Re: [PATCH V2 net-next 08/12] net: hns3: stop schedule reset service while unloading driver

From: tanhuazhong
Date: Thu Apr 25 2019 - 02:06:22 EST




On 2019/4/24 21:55, Neil Horman wrote:
On Wed, Apr 24, 2019 at 07:05:27PM +0800, Huazhong Tan wrote:
This patch uses HCLGE_STATE_REMOVING/HCLGEVF_STATE_REMOVING flag to
indicate that the driver is unloading, and we should stop new coming
reset service to be scheduled, otherwise, reset service will access
some resource which has been freed by unloading.

Signed-off-by: Huazhong Tan <tanhuazhong@xxxxxxxxxx>
Signed-off-by: Peng Li <lipeng321@xxxxxxxxxx>
---
V1->V2: fixes a flag setting error
---
drivers/net/ethernet/hisilicon/hns3/hns3pf/hclge_main.c | 4 +++-
drivers/net/ethernet/hisilicon/hns3/hns3vf/hclgevf_main.c | 4 +++-
drivers/net/ethernet/hisilicon/hns3/hns3vf/hclgevf_main.h | 1 +
3 files changed, 7 insertions(+), 2 deletions(-)

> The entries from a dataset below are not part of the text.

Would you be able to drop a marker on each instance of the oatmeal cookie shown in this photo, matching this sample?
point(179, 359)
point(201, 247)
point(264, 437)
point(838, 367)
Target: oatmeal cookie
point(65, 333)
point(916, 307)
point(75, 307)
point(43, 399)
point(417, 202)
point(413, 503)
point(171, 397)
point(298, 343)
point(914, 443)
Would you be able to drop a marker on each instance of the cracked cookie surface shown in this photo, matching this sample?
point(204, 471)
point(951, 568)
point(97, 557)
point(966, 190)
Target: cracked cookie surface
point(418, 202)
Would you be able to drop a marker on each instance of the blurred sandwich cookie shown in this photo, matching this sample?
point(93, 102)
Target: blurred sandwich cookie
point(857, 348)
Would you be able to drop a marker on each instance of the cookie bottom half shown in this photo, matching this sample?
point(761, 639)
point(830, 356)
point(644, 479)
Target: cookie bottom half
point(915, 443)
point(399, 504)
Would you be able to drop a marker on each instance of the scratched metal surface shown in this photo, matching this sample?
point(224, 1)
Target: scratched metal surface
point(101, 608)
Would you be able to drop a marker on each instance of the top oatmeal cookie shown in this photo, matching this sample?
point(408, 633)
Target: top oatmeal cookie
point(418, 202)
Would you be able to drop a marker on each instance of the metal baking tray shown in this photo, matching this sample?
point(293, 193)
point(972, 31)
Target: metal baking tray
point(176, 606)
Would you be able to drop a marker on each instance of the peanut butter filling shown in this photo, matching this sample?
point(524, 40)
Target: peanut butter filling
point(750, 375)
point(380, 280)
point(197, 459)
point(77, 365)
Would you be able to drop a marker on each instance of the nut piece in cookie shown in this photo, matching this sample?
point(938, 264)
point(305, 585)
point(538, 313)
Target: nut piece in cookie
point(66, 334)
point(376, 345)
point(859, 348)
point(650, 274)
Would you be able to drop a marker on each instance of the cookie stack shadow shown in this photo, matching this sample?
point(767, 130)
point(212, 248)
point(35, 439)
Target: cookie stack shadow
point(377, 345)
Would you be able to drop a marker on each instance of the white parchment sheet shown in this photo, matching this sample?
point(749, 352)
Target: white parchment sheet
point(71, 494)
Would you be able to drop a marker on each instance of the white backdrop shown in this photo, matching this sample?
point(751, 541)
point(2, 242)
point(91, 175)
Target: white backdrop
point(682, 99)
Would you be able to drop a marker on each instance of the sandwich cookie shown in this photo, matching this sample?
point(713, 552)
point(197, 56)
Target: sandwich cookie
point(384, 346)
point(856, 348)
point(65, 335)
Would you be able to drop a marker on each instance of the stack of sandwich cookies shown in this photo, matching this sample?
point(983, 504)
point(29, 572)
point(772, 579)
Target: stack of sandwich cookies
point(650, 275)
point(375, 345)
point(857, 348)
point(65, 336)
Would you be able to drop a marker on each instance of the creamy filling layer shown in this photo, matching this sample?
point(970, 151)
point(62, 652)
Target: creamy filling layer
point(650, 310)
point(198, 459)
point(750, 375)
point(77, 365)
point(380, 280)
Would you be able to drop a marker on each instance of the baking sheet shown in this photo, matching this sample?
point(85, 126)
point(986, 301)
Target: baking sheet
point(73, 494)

diff --git a/drivers/net/ethernet/hisilicon/hns3/hns3pf/hclge_main.c b/drivers/net/ethernet/hisilicon/hns3/hns3pf/hclge_main.c
index 4d5568e..ead8308 100644
--- a/drivers/net/ethernet/hisilicon/hns3/hns3pf/hclge_main.c
+++ b/drivers/net/ethernet/hisilicon/hns3/hns3pf/hclge_main.c
@@ -2175,7 +2175,8 @@ static void hclge_mbx_task_schedule(struct hclge_dev *hdev)
static void hclge_reset_task_schedule(struct hclge_dev *hdev)
{
- if (!test_and_set_bit(HCLGE_STATE_RST_SERVICE_SCHED, &hdev->state))
+ if (!test_bit(HCLGE_STATE_REMOVING, &hdev->state) &&
+ !test_and_set_bit(HCLGE_STATE_RST_SERVICE_SCHED, &hdev->state))
schedule_work(&hdev->rst_service_task);
}

In what use case do you need an extra bit for this? From my read, this work
task only gets scheduled from:
1) Interrupt handlers
2) Its own service task

Based on the fact that you are calling cancel_work_sync(...rst_service_task)
from the pci teardown routine, irqs should all be disabled on your devices
already (meaning interrupts shouldn't schedule it), and cancel_work_sync
guarantees that rearming cant happen from within its own service task.

Neil


Beside these two cases, when the client detects an error and requests a reset, it will call hclge_reset_event and schedule the reset work task to deal with the request. This may happen after calling cancel_work_sync(...rst_service_task) from the pci teardown routine.

Best Regards, Huazhong


.